Les rumeurs de changement de premier ministre viennent surtout de ceux qui veulent le remplacer : est-ce une bonne stratégie pour entrer à Matignon ?

jean-marc ayrault, premier ministre socialiste le plus impopulaire de la ve république
jean-marc ayrault, premier ministre socialiste le plus impopulaire de la ve république © reuters

En réalité, il y a plusieurs stratégies pour un politique qui veut entrer à Matignon. La première, la plus utilisée, est celle du rapport de force. L’homme politique tente un bras de fer avec celui qui a le pouvoir de nomination. Ce bras de fer se joue essentiellement dans les médias. Pour l’impétrant, il s’agit de convaincre la presse qu’il est le meilleur pour le poste.

C’est la stratégie que tente en ce moment Claude Bartolone. A coup de confidences distillées dans les médias, le président de l’Assemblée nationale se positionne comme celui qui peut aider le président de la République à rebondir. En parallèle, ses amis se relaient dans les médias pour vanter ses mérites.

Le dernier en date, c’était Bernard Tapie, dimanche sur Europe 1 :

Faire pression comme de la sorte n'est pas une si bonne idée. A moins que ce ne soit fait en accord avec le Président pour lui permettre d’avoir une alternative, le chef de l’Etat aime rarement qu’on lui force la main.

Cette stratégie a été tentée par Nicolas Sarkozy de 2002 à 2007 pour contraindre Jacques Chirac à le nommer à Matignon. En se présentant comme l’homme indispensable de la campagne présidentielle, en 2002, puis comme l’homme le plus populaire du gouvernement, en 2005, il se croyait incontournable.

Résultat: le Président l’a contourné et a nommé quelqu’un d’autre.

Mieux vaut donc tenter autre chose si on veut entrer à Matignon. Il y a une technique qui fonctionne beaucoup en ce moment. C’est d’envoyer des émissaires à l’Elysée.

On sait que François Hollande consulte ses ministres, des élus, des proches, des amis, le soir ou le week-end. Certains font passer des messages, appuient la candidature de l’un, poussent un autre. Le problème c’est que le Président est généralement assez peu dupe de la manœuvre ! Un conseil cache toujours un intérêt et ce n’est pas forcément celui du Président mais celui du conseilleur !

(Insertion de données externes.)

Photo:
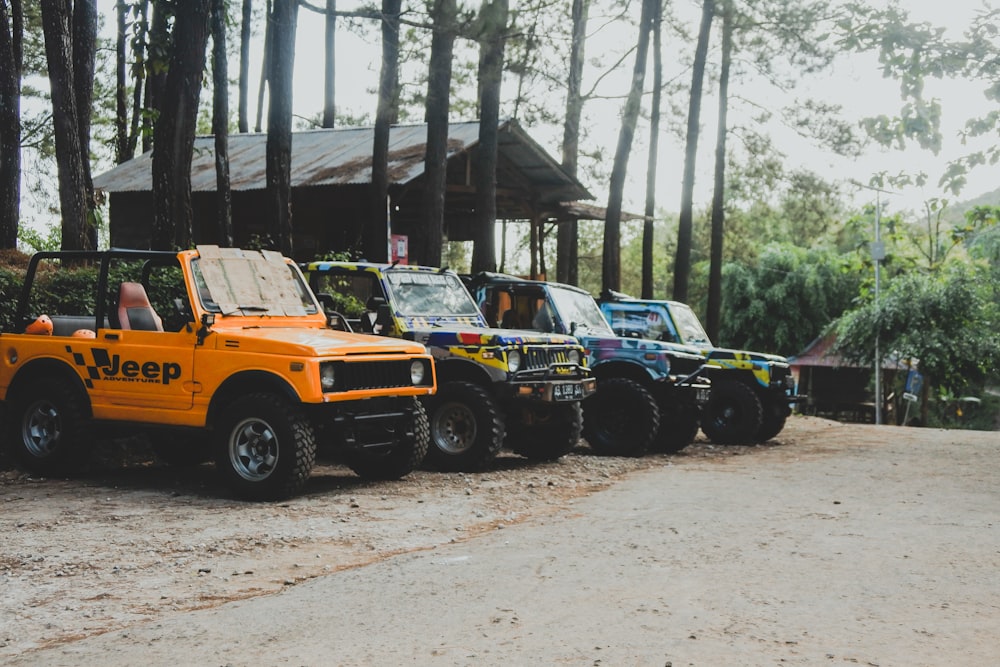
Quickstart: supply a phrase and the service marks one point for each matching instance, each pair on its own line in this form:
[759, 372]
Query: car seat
[134, 310]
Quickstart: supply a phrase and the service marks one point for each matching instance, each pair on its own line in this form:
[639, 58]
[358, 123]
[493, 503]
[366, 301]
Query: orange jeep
[213, 353]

Récemment un député est venu plaider la cause de Jean-Yves Le Drian. Pourquoi pas ? Mais en fait, c’est parce qu’en tant que président de région, il espère que son ancien collège de la région Bretagne, devenu chef du gouvernement, le nommera ministre.

Si le rapport de force ou les émissaires ne sont pas des bonnes idées, ce qui marche pour figurer sur la liste du futur Premier ministre, c'est l a discrétion ou la blitzkrieg. L’offensive éclair, c’est la stratégie la plus risquée, mais celle qui paye le mieux. Dominique de Villepin a réussi un coup de maître en 2005. Jacques Chirac allait nommer Michèle Alliot-Marie, tout était prêt. Mais Villepin débarque à l’Elysée, retourne le chef de l’Etat et arrive à le convaincre de le nommer à Matignon !

Evidemment, tout le monde n’a pas le culot de l’ancien ministre des Affaires Etrangères. C’est pour ça que la discrétion reste la meilleure arme pour celui ou celle qui veut prendre la rue de Varenne. Mais il est plus facile à un chameau de passer par le chas d’une aiguille que de demander à un politique d’être discret.